Collisions involving pedestrians crossing the street dropped 38% after West Hollywood added safety measures. That is according to an analysis of the city’s collision counts by WeHo by the Numbers.
Pedestrian deaths in 2013 and 2014 led the city and community members to take steps to increase crosswalk safety. Starting in October 2014, the city launched a public information campaign, enforcement efforts and safety messages on various message boards. By January 2015, in-street signs and reflective pavement markers had been installed at ten crosswalks. The city also began planning for traffic signals at five crosswalks.
The city staff counted the number of collisions involving pedestrians crossing the street, before and after the changes. The before counts were 53 in 2013 and 36 in 2014. The after counts were 26 in 2015 and 12 in the first four-and-a-half months of 2016.
WeHo by the Numbers converted those counts to monthly averages, for ease of comparison. Before the changes, there were 4.4 collisions per month in 2013 and 3.0 in 2014. After the changes, the numbers dropped to 2.2 per month in 2015 and 2.7 per month for the beginning of 2016.

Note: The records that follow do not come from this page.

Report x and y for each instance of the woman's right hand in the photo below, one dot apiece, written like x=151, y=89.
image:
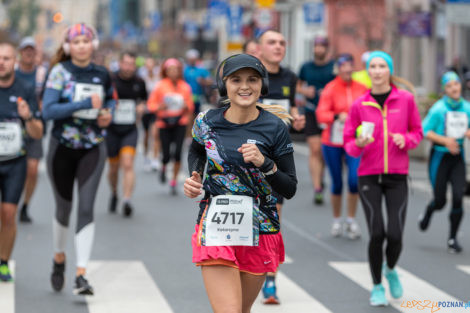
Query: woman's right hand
x=96, y=101
x=452, y=145
x=193, y=185
x=361, y=142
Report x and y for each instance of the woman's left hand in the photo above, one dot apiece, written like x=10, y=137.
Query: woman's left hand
x=104, y=118
x=399, y=140
x=251, y=154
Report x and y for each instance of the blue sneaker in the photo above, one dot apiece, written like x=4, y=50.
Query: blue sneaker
x=377, y=296
x=396, y=290
x=5, y=274
x=269, y=292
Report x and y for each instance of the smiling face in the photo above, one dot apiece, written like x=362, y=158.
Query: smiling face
x=7, y=62
x=244, y=87
x=81, y=48
x=453, y=89
x=379, y=72
x=28, y=56
x=272, y=47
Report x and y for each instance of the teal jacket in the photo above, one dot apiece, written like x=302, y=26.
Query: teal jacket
x=437, y=117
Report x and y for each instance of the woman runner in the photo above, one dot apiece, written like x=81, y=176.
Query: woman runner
x=381, y=127
x=249, y=154
x=78, y=97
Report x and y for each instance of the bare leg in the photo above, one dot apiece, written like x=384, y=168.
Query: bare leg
x=127, y=165
x=113, y=175
x=224, y=288
x=7, y=229
x=31, y=179
x=336, y=204
x=251, y=285
x=316, y=164
x=352, y=204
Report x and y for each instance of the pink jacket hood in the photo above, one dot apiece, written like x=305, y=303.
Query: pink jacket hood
x=399, y=115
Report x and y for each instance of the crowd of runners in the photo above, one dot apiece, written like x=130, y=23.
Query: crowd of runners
x=241, y=155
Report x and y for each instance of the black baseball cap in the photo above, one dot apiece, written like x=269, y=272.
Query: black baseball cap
x=239, y=61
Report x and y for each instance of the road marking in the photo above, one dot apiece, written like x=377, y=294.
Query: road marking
x=123, y=287
x=7, y=292
x=293, y=299
x=464, y=268
x=415, y=288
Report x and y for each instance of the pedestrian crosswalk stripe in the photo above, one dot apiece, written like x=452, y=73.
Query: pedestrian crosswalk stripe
x=123, y=287
x=7, y=292
x=414, y=288
x=293, y=299
x=464, y=268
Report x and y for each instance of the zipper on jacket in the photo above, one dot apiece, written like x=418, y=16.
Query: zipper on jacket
x=385, y=130
x=385, y=125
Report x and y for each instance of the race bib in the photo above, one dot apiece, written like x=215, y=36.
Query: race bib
x=336, y=132
x=285, y=103
x=11, y=139
x=84, y=91
x=231, y=220
x=125, y=113
x=174, y=102
x=456, y=124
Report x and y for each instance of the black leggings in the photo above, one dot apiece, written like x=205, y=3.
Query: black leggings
x=444, y=168
x=65, y=166
x=167, y=137
x=371, y=190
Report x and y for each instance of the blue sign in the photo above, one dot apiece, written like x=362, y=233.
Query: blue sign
x=217, y=7
x=314, y=12
x=234, y=15
x=415, y=24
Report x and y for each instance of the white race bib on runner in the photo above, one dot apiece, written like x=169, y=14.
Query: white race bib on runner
x=11, y=138
x=173, y=101
x=456, y=124
x=125, y=113
x=336, y=132
x=84, y=91
x=285, y=103
x=229, y=221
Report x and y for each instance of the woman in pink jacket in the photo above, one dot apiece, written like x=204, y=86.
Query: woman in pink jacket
x=382, y=126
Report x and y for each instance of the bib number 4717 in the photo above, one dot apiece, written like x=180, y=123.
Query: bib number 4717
x=222, y=217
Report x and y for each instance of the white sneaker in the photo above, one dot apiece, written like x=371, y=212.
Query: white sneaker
x=147, y=164
x=336, y=229
x=155, y=165
x=353, y=231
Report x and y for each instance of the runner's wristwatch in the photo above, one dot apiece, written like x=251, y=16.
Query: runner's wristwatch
x=271, y=172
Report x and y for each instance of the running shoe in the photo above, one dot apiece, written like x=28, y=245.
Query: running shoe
x=377, y=296
x=318, y=198
x=127, y=209
x=82, y=287
x=269, y=292
x=173, y=187
x=113, y=203
x=453, y=246
x=353, y=231
x=147, y=164
x=57, y=276
x=336, y=229
x=5, y=274
x=163, y=175
x=24, y=217
x=155, y=165
x=425, y=219
x=396, y=290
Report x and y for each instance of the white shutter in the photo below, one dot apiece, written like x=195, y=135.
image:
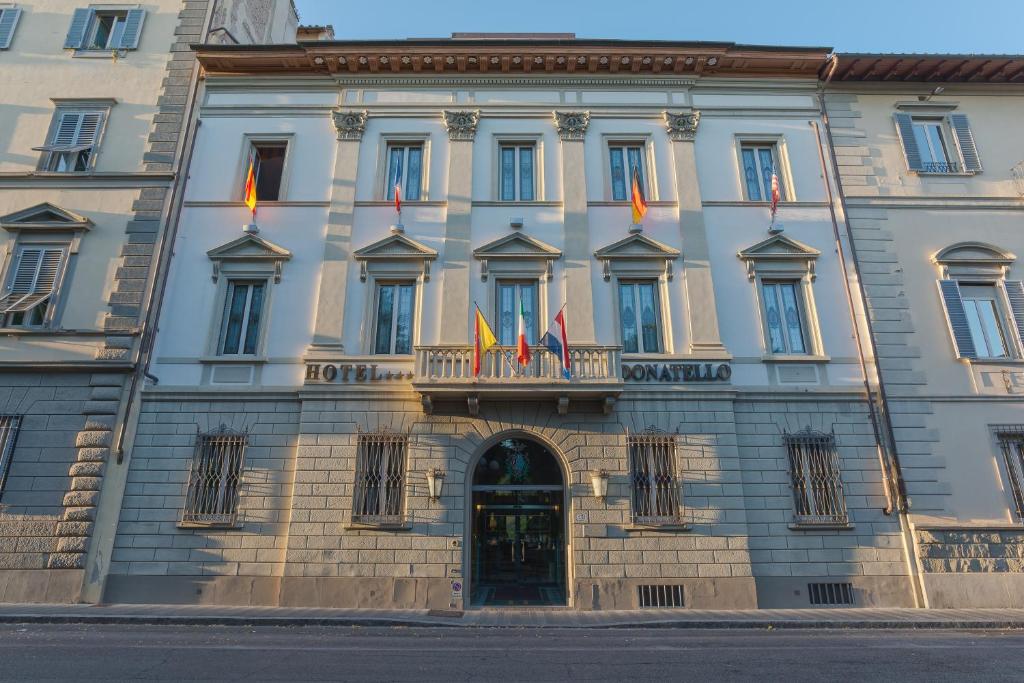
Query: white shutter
x=8, y=22
x=133, y=29
x=76, y=32
x=956, y=317
x=965, y=140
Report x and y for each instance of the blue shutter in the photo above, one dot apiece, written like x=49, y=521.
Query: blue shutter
x=1015, y=294
x=956, y=317
x=133, y=29
x=8, y=22
x=904, y=125
x=76, y=33
x=965, y=140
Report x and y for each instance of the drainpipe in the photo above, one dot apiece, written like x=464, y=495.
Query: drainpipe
x=892, y=472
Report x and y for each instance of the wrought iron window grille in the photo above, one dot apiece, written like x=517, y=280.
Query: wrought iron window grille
x=380, y=478
x=817, y=485
x=654, y=488
x=214, y=478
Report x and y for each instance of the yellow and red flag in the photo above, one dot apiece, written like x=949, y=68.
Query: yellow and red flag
x=483, y=339
x=639, y=203
x=250, y=195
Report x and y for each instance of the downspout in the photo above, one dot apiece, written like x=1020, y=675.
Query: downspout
x=892, y=472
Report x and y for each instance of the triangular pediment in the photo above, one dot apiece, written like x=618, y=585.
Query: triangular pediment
x=45, y=216
x=249, y=247
x=779, y=247
x=636, y=247
x=395, y=247
x=517, y=246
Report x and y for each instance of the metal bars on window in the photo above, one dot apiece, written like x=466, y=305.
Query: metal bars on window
x=214, y=478
x=9, y=424
x=652, y=477
x=380, y=478
x=817, y=487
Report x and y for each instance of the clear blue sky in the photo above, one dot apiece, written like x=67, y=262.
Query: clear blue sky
x=851, y=26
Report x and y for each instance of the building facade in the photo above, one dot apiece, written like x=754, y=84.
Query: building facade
x=315, y=429
x=929, y=153
x=94, y=101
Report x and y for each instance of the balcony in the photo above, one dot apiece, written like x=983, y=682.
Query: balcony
x=446, y=373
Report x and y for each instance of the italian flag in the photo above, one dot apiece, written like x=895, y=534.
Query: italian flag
x=522, y=348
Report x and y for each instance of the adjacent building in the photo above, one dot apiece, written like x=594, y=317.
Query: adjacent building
x=930, y=156
x=94, y=104
x=317, y=430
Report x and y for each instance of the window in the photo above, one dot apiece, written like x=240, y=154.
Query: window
x=639, y=316
x=9, y=425
x=394, y=318
x=652, y=476
x=624, y=158
x=268, y=167
x=938, y=143
x=510, y=295
x=212, y=497
x=1012, y=443
x=243, y=311
x=783, y=316
x=98, y=29
x=760, y=161
x=8, y=23
x=32, y=284
x=404, y=167
x=817, y=488
x=73, y=142
x=380, y=478
x=516, y=178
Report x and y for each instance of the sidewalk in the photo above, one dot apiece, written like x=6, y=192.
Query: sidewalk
x=517, y=617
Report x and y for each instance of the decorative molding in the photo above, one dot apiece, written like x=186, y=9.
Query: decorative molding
x=571, y=125
x=682, y=125
x=350, y=125
x=461, y=125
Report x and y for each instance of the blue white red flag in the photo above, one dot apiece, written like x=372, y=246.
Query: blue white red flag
x=556, y=341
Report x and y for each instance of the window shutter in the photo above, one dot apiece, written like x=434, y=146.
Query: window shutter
x=133, y=29
x=965, y=140
x=956, y=317
x=79, y=25
x=8, y=22
x=904, y=125
x=1015, y=294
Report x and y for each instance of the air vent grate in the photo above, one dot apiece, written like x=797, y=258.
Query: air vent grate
x=659, y=596
x=830, y=594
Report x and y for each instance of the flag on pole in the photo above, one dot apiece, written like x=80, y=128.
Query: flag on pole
x=250, y=194
x=397, y=182
x=522, y=347
x=555, y=340
x=483, y=339
x=639, y=203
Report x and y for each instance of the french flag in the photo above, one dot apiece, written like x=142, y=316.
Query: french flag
x=556, y=341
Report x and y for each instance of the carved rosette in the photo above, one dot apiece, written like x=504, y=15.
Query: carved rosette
x=571, y=125
x=461, y=125
x=682, y=125
x=350, y=125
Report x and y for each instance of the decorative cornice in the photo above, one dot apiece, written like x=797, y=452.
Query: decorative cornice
x=350, y=125
x=571, y=125
x=461, y=125
x=682, y=125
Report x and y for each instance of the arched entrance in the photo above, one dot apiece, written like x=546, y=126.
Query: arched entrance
x=518, y=531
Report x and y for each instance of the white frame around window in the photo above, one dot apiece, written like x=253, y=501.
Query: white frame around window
x=396, y=286
x=659, y=322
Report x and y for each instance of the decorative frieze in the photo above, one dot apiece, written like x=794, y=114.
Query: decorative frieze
x=571, y=125
x=682, y=125
x=462, y=125
x=350, y=125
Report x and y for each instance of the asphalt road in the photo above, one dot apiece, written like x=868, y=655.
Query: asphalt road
x=78, y=652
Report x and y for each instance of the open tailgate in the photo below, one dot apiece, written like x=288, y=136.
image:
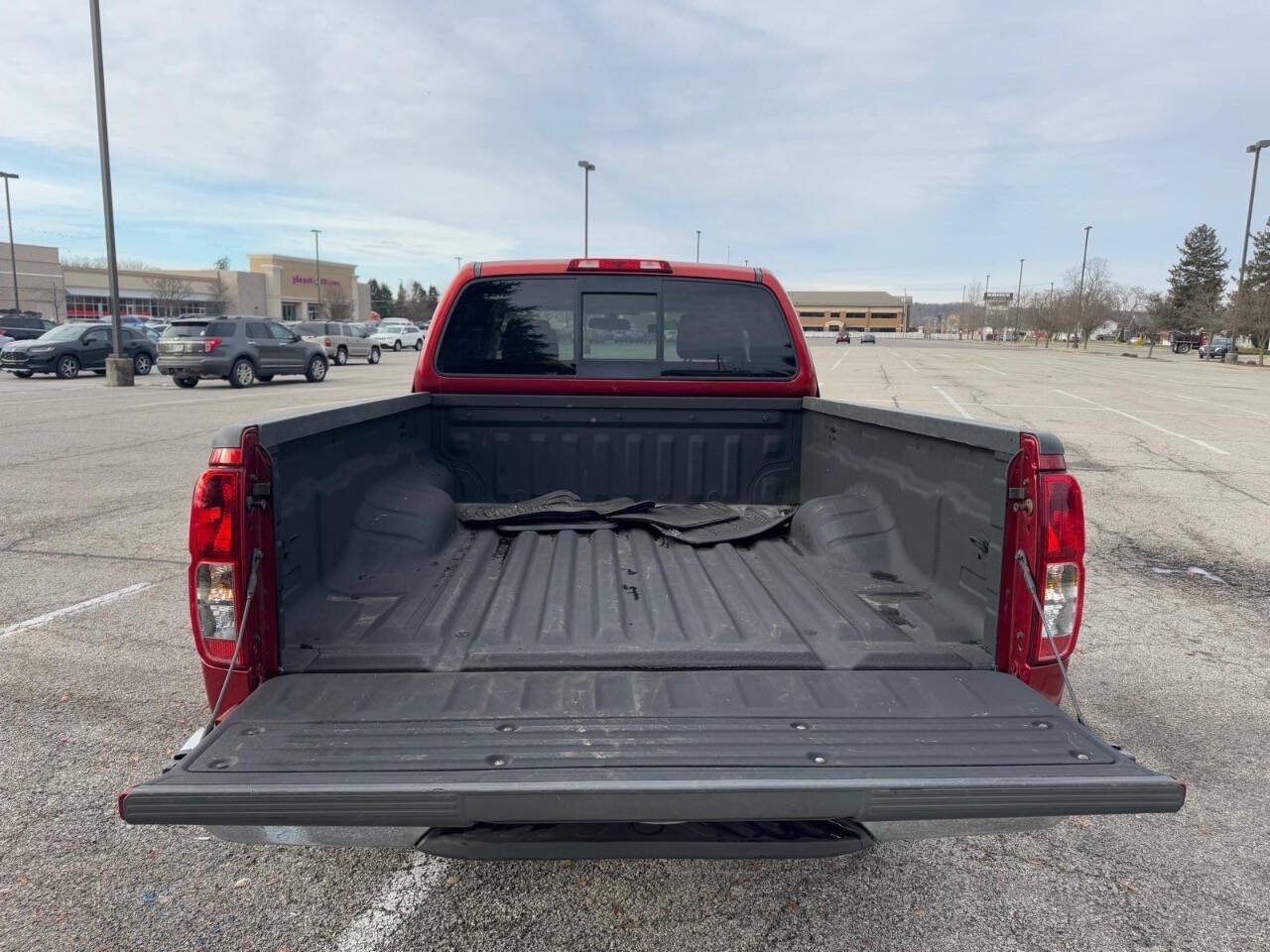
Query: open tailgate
x=451, y=749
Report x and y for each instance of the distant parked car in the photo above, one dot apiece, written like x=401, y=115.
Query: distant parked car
x=1215, y=349
x=339, y=340
x=23, y=325
x=70, y=348
x=238, y=349
x=398, y=335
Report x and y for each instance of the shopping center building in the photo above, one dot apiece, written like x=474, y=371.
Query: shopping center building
x=273, y=286
x=873, y=311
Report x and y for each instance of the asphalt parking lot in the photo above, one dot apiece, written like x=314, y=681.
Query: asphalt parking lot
x=1175, y=461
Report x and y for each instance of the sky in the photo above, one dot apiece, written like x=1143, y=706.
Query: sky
x=887, y=146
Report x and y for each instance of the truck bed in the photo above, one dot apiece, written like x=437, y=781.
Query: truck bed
x=625, y=598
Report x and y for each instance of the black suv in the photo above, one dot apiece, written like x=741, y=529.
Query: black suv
x=23, y=325
x=238, y=349
x=68, y=348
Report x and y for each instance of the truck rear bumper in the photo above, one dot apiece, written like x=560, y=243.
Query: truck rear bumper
x=506, y=748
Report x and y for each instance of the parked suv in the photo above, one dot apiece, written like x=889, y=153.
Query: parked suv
x=238, y=349
x=339, y=340
x=23, y=325
x=68, y=348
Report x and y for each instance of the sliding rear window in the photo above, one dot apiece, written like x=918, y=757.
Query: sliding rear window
x=639, y=327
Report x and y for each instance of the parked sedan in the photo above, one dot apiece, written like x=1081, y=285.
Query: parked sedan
x=70, y=348
x=399, y=335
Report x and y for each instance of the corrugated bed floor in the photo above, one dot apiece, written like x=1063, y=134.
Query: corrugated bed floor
x=624, y=598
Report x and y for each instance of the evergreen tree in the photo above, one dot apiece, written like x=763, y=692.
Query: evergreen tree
x=1196, y=284
x=1257, y=272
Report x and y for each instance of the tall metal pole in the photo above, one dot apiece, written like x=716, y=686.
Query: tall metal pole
x=1080, y=299
x=987, y=284
x=587, y=168
x=318, y=266
x=1247, y=227
x=107, y=200
x=1019, y=296
x=13, y=257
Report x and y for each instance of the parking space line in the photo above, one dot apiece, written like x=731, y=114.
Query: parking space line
x=1146, y=422
x=77, y=607
x=955, y=404
x=404, y=892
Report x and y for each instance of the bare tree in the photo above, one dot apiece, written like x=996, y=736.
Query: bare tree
x=336, y=303
x=169, y=294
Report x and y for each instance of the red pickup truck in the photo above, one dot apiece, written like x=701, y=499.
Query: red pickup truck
x=615, y=580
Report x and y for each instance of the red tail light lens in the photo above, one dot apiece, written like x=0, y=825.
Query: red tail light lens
x=213, y=515
x=619, y=264
x=1062, y=570
x=1065, y=518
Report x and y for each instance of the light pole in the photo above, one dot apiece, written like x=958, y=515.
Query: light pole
x=1080, y=296
x=318, y=268
x=1247, y=227
x=1019, y=296
x=13, y=257
x=118, y=368
x=587, y=168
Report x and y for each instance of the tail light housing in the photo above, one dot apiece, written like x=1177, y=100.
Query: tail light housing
x=1046, y=522
x=227, y=522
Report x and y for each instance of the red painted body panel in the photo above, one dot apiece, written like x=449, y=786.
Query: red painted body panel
x=427, y=380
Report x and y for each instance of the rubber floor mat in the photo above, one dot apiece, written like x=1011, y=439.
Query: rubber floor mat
x=751, y=521
x=561, y=506
x=689, y=516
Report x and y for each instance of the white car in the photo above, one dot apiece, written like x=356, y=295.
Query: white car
x=395, y=336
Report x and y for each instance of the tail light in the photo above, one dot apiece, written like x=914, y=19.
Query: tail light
x=1062, y=566
x=214, y=583
x=1046, y=522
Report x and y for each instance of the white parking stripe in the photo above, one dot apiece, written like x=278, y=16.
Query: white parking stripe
x=77, y=607
x=399, y=898
x=1146, y=422
x=955, y=404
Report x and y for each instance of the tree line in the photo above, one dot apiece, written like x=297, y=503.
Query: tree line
x=1198, y=298
x=414, y=304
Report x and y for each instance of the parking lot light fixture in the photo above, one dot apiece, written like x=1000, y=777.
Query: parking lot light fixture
x=13, y=257
x=587, y=168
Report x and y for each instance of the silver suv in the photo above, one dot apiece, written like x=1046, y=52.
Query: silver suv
x=339, y=340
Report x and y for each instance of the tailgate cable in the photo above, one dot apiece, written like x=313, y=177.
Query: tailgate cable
x=238, y=643
x=1049, y=633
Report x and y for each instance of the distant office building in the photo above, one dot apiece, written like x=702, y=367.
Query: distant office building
x=273, y=286
x=874, y=311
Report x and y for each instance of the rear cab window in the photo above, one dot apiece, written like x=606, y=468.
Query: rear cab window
x=629, y=326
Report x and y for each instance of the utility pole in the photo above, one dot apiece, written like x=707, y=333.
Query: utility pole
x=1080, y=302
x=318, y=268
x=13, y=257
x=587, y=168
x=1243, y=259
x=1019, y=298
x=118, y=368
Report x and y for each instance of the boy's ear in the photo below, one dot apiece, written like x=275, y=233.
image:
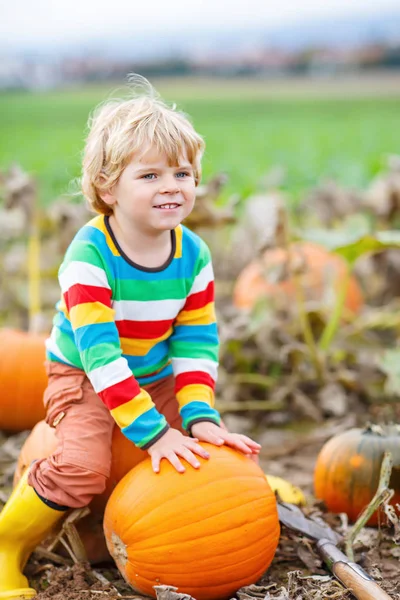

We then calculated the reduction in collisions by comparing 2013 and 2014 combined to 2015 and early 2016 combined. The number of collisions per month dropped 38%. A test showed that the reduction was statistically significant. To date, 20 or more pedestrians may have been protected from collisions that might otherwise have happened.
The reduction in collisions was also calculated for different types of crossings. Collisions outside of crosswalks were down 60%, while those at signalized intersections declined 24%. Mid-block crosswalks without in-street signs saw a 17% reduction.
The biggest reduction, 76%, was at mid-block crosswalks with the new in-street signs. Those crosswalks had 13% of the collisions before the signs were installed and only 5% afterward. In-street signs have also been effective in other jurisdictions, according to studies reviewed by WeHo by the Numbers.